Theresa Delgadillo: So that the answer comes from somewhere in between those spaces between different groups?

Yajaira M. Padilla: Yes, could they also be evidence of authors or people wanting to explore a new reality of what constitutes a community that they know, that is intra-ethnic and that they feel committed to developing. This is not the same as someone writing from the lived experience of being Central American themselves, or having that in their background, but these are things we are wrestling with. As a literary scholar, I don’t often see  Latinx authors writing about different Latinx groups, instead they write about what they know. You don’t even see characters from other Latinx groups appearing in literature by an author from one group. But I have slowly started to see changes in this, though I find that this has happened with Central Americans quite a bit and it makes me wonder what do I do with that? And maybe it doesn’t happen more, it’s just that I’m looking at these works. What are the politics and stakes of that, about thinking about intra-Latinx relations in new ways, and of recognizing identifications? I don’t want to detract from the potential of the work and the good reasons behind it, but I do feel that something is lost if a work by a U.S. Central American writer isn’t being read, or U.S. Central American work isn’t being published.

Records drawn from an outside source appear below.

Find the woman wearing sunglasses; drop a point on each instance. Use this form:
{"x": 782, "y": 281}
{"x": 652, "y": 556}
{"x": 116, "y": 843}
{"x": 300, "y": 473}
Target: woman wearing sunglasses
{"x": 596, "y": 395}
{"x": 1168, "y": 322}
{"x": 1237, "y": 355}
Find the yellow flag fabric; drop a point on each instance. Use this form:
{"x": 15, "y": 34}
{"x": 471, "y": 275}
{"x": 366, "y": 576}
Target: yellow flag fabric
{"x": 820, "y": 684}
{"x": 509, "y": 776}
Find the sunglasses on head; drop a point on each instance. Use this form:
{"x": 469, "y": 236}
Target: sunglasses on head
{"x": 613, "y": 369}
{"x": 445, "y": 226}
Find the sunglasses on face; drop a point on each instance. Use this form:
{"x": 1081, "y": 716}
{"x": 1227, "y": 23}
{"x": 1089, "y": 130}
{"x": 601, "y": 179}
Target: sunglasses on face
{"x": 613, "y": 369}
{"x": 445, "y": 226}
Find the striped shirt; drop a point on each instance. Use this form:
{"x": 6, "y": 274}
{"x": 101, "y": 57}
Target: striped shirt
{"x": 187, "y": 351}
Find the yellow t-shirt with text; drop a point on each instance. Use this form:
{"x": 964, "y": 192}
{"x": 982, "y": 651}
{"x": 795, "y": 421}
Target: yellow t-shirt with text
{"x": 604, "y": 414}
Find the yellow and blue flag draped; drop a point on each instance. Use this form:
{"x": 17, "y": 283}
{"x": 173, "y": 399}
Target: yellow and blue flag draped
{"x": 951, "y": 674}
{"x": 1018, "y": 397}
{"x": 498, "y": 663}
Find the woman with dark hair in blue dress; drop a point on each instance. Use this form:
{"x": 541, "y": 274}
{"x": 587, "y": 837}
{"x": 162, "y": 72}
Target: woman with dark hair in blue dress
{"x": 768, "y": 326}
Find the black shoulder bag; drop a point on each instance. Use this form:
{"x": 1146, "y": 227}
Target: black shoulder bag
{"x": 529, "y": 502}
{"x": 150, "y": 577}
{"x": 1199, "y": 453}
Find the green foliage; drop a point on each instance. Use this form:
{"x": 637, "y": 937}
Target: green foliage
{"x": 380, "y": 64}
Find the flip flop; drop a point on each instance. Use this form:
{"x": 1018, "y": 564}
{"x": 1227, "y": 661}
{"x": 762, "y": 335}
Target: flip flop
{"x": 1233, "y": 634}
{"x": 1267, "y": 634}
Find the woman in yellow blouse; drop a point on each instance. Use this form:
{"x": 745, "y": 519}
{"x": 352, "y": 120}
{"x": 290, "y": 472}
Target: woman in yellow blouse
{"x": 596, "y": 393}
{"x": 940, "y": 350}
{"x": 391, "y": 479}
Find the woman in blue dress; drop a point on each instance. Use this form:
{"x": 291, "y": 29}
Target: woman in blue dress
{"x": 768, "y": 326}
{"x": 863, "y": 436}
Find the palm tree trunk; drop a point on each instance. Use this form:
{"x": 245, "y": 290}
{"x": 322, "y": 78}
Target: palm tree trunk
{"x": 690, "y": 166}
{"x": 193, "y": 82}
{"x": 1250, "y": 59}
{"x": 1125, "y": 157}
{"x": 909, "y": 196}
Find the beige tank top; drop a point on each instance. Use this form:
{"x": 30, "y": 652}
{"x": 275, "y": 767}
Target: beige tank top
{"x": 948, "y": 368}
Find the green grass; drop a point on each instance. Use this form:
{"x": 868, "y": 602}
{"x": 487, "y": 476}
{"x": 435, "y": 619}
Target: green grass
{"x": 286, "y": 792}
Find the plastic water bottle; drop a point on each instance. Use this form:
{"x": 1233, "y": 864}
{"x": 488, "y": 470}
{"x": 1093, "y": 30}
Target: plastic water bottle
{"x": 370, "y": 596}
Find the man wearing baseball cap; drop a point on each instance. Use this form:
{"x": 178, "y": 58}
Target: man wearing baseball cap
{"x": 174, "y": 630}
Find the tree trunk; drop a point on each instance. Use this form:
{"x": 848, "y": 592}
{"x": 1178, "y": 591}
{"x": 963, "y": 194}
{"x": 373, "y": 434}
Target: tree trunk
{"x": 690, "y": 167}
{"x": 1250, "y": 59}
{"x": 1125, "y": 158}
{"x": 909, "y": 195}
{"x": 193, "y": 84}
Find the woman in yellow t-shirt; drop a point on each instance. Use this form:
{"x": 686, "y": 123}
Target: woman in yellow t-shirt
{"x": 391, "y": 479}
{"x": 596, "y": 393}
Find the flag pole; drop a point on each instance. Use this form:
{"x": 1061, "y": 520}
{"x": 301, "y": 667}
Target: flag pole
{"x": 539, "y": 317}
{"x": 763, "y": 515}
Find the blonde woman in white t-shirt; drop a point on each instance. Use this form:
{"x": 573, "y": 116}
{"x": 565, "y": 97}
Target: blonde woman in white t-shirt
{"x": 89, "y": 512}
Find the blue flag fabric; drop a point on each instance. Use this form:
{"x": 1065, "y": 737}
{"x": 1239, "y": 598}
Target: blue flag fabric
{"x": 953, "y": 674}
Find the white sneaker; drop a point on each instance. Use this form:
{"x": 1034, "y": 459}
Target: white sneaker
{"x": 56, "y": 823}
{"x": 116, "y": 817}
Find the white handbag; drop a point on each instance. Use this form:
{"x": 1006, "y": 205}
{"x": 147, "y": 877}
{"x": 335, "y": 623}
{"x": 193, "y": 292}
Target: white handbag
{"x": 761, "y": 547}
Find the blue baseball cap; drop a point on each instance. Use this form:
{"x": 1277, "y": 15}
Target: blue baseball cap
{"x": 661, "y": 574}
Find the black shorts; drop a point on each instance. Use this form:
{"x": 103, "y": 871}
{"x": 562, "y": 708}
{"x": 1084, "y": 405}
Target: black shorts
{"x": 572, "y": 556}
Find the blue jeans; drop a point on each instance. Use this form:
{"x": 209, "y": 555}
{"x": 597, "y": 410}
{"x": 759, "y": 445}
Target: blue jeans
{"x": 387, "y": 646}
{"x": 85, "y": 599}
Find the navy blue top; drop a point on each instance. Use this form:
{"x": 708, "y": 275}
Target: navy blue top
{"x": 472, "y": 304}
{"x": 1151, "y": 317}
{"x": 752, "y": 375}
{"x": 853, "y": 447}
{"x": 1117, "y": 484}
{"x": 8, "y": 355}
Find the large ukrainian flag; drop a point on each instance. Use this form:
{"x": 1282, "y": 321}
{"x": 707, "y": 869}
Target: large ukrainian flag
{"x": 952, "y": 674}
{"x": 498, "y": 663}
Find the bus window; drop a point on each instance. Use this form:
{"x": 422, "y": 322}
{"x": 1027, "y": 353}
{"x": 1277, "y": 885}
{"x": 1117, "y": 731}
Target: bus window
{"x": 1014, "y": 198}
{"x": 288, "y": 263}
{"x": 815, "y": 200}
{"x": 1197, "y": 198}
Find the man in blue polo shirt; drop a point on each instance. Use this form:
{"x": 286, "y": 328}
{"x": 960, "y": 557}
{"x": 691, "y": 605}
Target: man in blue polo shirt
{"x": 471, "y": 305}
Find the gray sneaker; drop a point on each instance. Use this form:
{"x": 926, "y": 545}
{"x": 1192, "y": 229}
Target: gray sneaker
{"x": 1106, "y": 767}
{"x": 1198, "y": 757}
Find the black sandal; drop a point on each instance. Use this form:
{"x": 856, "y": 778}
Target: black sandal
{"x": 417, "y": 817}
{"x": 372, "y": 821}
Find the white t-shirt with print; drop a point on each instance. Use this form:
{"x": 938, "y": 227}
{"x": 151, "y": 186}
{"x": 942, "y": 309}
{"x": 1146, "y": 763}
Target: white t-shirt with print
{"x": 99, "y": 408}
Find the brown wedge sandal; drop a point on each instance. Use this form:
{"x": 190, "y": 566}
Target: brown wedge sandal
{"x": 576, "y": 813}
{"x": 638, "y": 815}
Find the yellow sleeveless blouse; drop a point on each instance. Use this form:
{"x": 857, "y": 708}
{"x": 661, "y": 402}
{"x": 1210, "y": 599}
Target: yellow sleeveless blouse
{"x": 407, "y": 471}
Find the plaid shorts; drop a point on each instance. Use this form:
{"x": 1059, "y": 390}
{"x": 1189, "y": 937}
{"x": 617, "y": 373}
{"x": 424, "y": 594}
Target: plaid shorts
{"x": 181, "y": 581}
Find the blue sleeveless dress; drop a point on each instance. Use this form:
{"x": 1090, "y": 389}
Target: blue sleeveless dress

Theresa Delgadillo: In From Threatening Guerrillas to Forever Illegals you examine several documentaries. What kind of different work are the documentaries doing, mostly created by non-Salvadorans about Salvadoran migration, than literature by or about Salvadorans?

Yajaira M. Padilla: Well, I think two things. One, I purposefully focus on documentaries that look at the journey through Mexico in particular, rather than the arrival in the U.S. That is doing something really important and different because it’s also uncovering this other complex layer of what migration looks like for a lot of folks, and also about who are the players and how this is much more complicated when we start talking about bi-national collaboration. Second, I think the ability of the documentaries to reach global audiences in the way they travel and circulate gives them a different kind of power. I’m not arguing that literature is not impactful but that there’s something about the expediency of a one and a half hour or two-hour documentary. These films in particular prompt me to consider the role of the Mexican government and Mexican authorities in policing and dehumanizing migrants, which is really important.

Theresa Delgadillo: Are you concerned about the representation of suffering as spectacle that might occur in a documentary form?

Yajaira M. Padilla: I am, and that’s something that I contend with in Chapter Two, where I discuss  the risk that  filmmakers won’t meet their objective. I think about Lauren Berlant’s work on compassion in relation to that. There’s no guarantee that you are going to inspire empathy, or lead viewers to action through these works. In fact, you may just reaffirm an already existing idea about migrants or your distance from them, the “this happens to people over there, that’s so sad” kind of thing. But I think there are strategies that some films, though not all, are able to employ to mitigate that. And that’s part of the same reason that these films interested me. As documentaries they flesh out the macro context of what’s really happening by including the voices of human rights activists and directors of migrant shelters. This larger context provides a  more nuanced view of the suffering. The best films ensure that migrants are seen as agents and not just victims of abuse, though that’s not always the case. You know, the documentaries that women create tend to do this–and there’s not many—but they tend to do this a lot better. Revealing of a more complex process that people are experiencing takes it out of the realm of a lone individual immigrant and instead reveals the social, economic, and political dimensions of the problem in which people are enmeshed as opposed to the other way around.

Theresa Delgadillo: How is this book in conversation with current debates and discussions in Latinx and ethnic studies?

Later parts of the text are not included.